The Freedom of Pain


Can we start with the assumption that if God created all things then he is in control of all things?


Thanks.  You're a trusting person.  Don't let anyone call you a sucker.

So here's the question: Why does God providentially control events that bring us pain, whether that be mental or physical duress, loneliness, or an injustice of some kind?

“But God doesn’t do this, right?”

No, he does.

“So that means he is evil, right?”

No, the opposite.

“This makes zero sense.”

I thought that too, so let me explain how my perspective was changed.

I recently had a counseling session with Pastor Bobby Grossi, and it was one of those casual conversations where I casually mentioned THAT GOD IS AGAINST ME AND THAT I AM BEING TORTURED BY HIM WITH FUTILITY.

Was I being dramatic?  Sure.  But did I believe what I was saying?  Absolutely.

My angry-at-God rant over a string of disappointments (including the fact that I make less money than the average 13-year old babysitter) exposed me as an entitled whiner, but the emotion behind it was genuine.

So Bobby told me a similar story from his life, where he had lost a custody battle years ago and felt that God had unfairly stacked the deck against him.

He felt immense pain as his daughter was taken away, and in his most objective thinking at the time he could not see how this was good.  Because of this, he was angry - especially with God.

But during that time his perspective on pain was forever changed, and he explained it to me through this conversation between Peter and Jesus in Luke 22:31-34.  (Jesus does most of the talking, so I have inserted what I assume to be Peter’s running internal thoughts).

Jesus: “Satan demanded to have you, that he might sift you as wheat...”

Peter’s thoughts: “You said ‘no,’ right?”

Jesus: “But I have prayed for you that your faith may not fail...”

Peter’s thoughts: “Excellent.  Crisis averted.  Thank you Jesus.”

Jesus: “And when you have turned back...”


Jesus: “...Strengthen your brothers.”

So Peter actually speaks, and does so like a tough guy: “Lord, I am ready to go with you both to prison and to death.”

Jesus: “The rooster will not crow this day, until you deny three times that you know me.”

Shortly after this conversation, Peter does cowardly deny Christ three times, even to a little girl (Luke 22:56).  Peter swore on his own willpower that he would be strong and would not succumb to the "sifting," but his denial had been providentially decreed.

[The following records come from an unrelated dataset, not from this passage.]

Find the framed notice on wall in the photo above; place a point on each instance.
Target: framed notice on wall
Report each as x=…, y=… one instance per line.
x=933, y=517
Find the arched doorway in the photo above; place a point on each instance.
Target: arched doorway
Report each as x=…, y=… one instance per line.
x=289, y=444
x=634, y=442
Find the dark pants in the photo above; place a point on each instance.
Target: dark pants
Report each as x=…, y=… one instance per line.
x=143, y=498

But not long after this painful period of shameful cowardice God used Peter’s passionate faith to start the church, which people around the globe are a part of today.

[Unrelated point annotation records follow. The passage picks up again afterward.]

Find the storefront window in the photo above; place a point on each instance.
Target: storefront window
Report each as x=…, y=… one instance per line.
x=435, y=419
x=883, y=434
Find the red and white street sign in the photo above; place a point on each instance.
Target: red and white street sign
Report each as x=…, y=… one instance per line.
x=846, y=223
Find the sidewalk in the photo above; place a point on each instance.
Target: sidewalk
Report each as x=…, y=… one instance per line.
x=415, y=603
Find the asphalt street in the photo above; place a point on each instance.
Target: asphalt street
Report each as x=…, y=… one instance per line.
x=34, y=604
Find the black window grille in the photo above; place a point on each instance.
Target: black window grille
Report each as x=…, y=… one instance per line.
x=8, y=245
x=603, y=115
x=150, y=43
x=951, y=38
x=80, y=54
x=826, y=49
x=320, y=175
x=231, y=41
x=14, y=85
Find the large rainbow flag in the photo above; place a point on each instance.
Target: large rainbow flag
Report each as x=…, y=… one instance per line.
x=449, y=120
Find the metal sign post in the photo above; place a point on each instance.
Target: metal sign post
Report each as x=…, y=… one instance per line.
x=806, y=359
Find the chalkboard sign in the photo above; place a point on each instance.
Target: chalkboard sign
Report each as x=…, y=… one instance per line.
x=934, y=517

The point, however, is not that God puts us through pain so that we can accomplish great things.  He does it to bring us freedom.

We think that pain and freedom cannot coexist.

But they can.

How?  Bobby explained it to me with the most profound statement I have ever heard: “On the cross is where pain and freedom meet.”

Christ endured injustice, physical pain, and mental anguish to a degree we will never understand to give us freedom from an eternal state of suffering.  His incalculable pain gave birth to our eternal freedom, because he is the king and redeemer of the universe.

And this freedom can be felt now through faith.

For the Christian, pain is the fire that refines our God-given faith in Christ like gold.  If worshiping God alone is the point of human existence, then we need to be melted down for our impurities to be sifted from the top.  This painful experience of refining, in whatever form it takes in our lives, allows freedom to become more than a concept - it allows us to live peacefully despite our current situation.

“On the cross is where pain and freedom meet.”

The pain we experience also connects us to each other.  Your experience of pain can be used to strengthen others, just as Bobby used his past pain to strengthen me.  He did not counsel me as one who had solutions, but one who had solutions because he had suffered through the same doubts as me.

This is how Peter was later able to write these words to suffering Christians:

“In this [suffering] you rejoice, though now for a little while, if necessary, you have been grieved by various trials, so that the tested genuineness of your faith—more precious than gold that perishes though it is tested by fire—may be found to result in praise and glory and honor at the revelation of Jesus Christ.” (1 Peter 1:6-7)

Peter was able to “strengthen his brothers” as Jesus commanded because he knew their pain firsthand.  He knew what it was like to doubt God, and he could not have written these words if he did not first understand how true they are.

Neither can we.

This was not my first bout with the thought that God is a celestial waterboarder bent on killing me slowly, and it probably won’t be my last.  As Christians, we never escape suffering and doubt this side of death, but each time we come out of it our faith is a purer gold because Christ allows us to see him more clearly.

In Christ there is eternal freedom for the troubled soul.  And it is available now.